Benteke’s performance raises Villa’s ambitions
After 12 goals in 42 league appearances between the start of last season and the end of this February, Christian Benteke has scored eight in his last seven games. But for 20 minutes in the second half, when a fog briefly settled over all combatants in an otherwise frantic fixture, this was a return to his muscular best. It was not just the goals – impressive as the last two, in particular, may have been – but his quality and confidence outside the penalty area, where he spent the first half riffling through a dictionary of flicks, feints and backheels. On two occasions he and his side reacted brilliantly and, it must be said, atypically to falling behind, and his form in particular gives his side hope (even if this result encouraged mainly the teams that weren’t involved in it).
QPR hardly helped by depressing defending
This game pitted the Premier League’s weakest attack against the poorest defence. Benteke’s rampant menace gave Villa the threat they have so often missed, but QPR’s’ poor defending was more easily exposed. Until they switched from a back four to a three a few minutes into the second half they were distressingly fragile, while the midfield’s repeated refusal to cover Tom Cleverley, Jack Grealish and, later, Joe Cole when they ran from deep left them further exposed. Sandro’s halfway-line assault on Gabriel Agbonlahor in the build-up to Villa’s second suggested a collective failure in defensive decision-making. Villa were only marginally stronger, with Kieran Richardson and Carlos Sánchez inexplicably allowing Matt Phillips to twist into space and set up QPR’s third.
Bench-based buddies show opposites attract
“We appear to be bad cop and bad cop,” said Chris Ramsey before the game of his partnership with Tim Sherwood, the pair having become friends during several years coaching together at Tottenham. At Villa Park they were more like rational cop and over-excited cop, as Sherwood put on a bravura display of mascot-hugging, jacket-flinging, fist-pumping, touchline-skipping, face-pulling madness while his erstwhile colleague stood, arms folded, static of body if not of brow. And their opinions were as different as their body language: “On our second-half performance we are disappointed we have not got three points – we were fantastic,” said Ramsey. “He’s disappointed? He he must be delighted because we dominated the match,” countered Sherwood.

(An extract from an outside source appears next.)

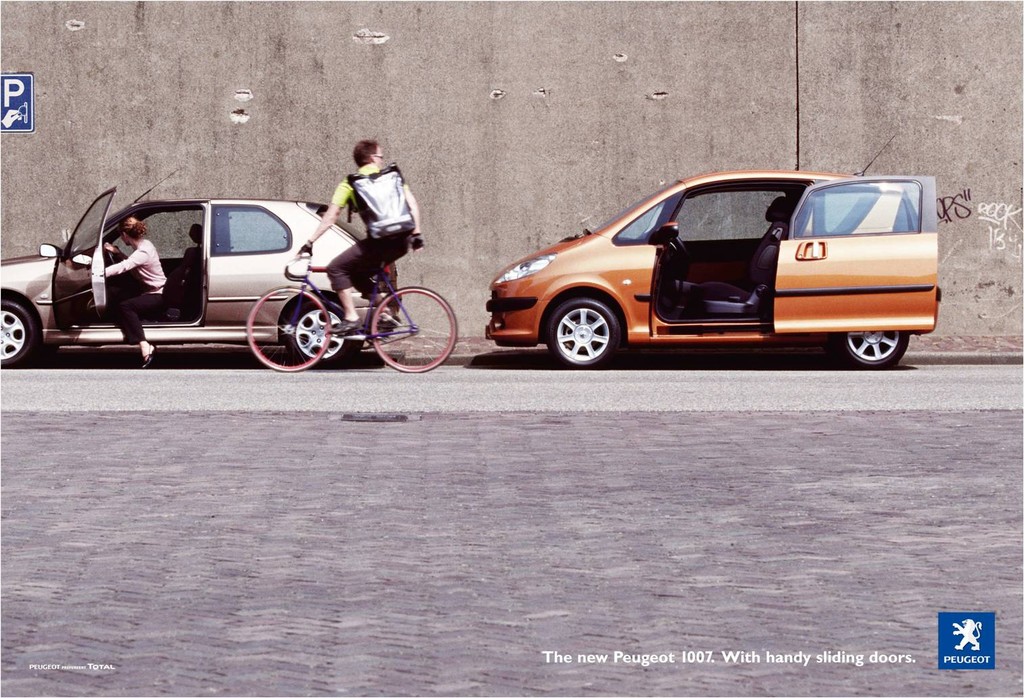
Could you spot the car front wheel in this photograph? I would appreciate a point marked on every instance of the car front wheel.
(20, 334)
(869, 349)
(584, 333)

Grealish makes impressive impact
Before this match Jack Grealish had been used only sporadically, and known mainly for being fined by Paul Lambert in January for tweeting that he “can’t wait to be happy playing football again”. Perhaps it won’t be long: Sherwood recently predicted that he “could be the hero” his side need, and he impressed on this full league debut. The lifelong Villa fan immediately assumed a central role, linking play well, taking attacking set pieces and even trying to catch out Robert Green with a cheeky shot at the near post from wide. His corners were unexceptional but other contributions impressive, until he was eventually replaced by Joe Cole, a midfielder at the other end of his career. Perhaps Grealish could do with pulling his socks up, but only in the literal sense. As it happened, it was a year to the day since Sherwood, then at Spurs, gave another youngster a full league debut – and everything has worked out OK for Harry Kane.
You wouldn’t want to bet against Villa
The Holte End was decorated with a new sign, bearing a picture of Ron Saunders and the quote, “Do you want to bet against us?” It recalled the moment Saunders, then Villa’s manager, was asked about his side’s title chances after defeat to their only rivals, Ipswich, in April 1981. They did indeed win the league that season, though only because Ipswich, who had lost two of their first 32 league games that season, proceeded to lose seven of the last 10. After that game Villa took seven points from a possible 12: hardly awe-inspiring, but good enough. The message, perhaps more pertinent now than ever with the threat of relegation still hanging over the club, is that it doesn’t matter if your own form is a bit ropey, so long as everyone else’s is worse.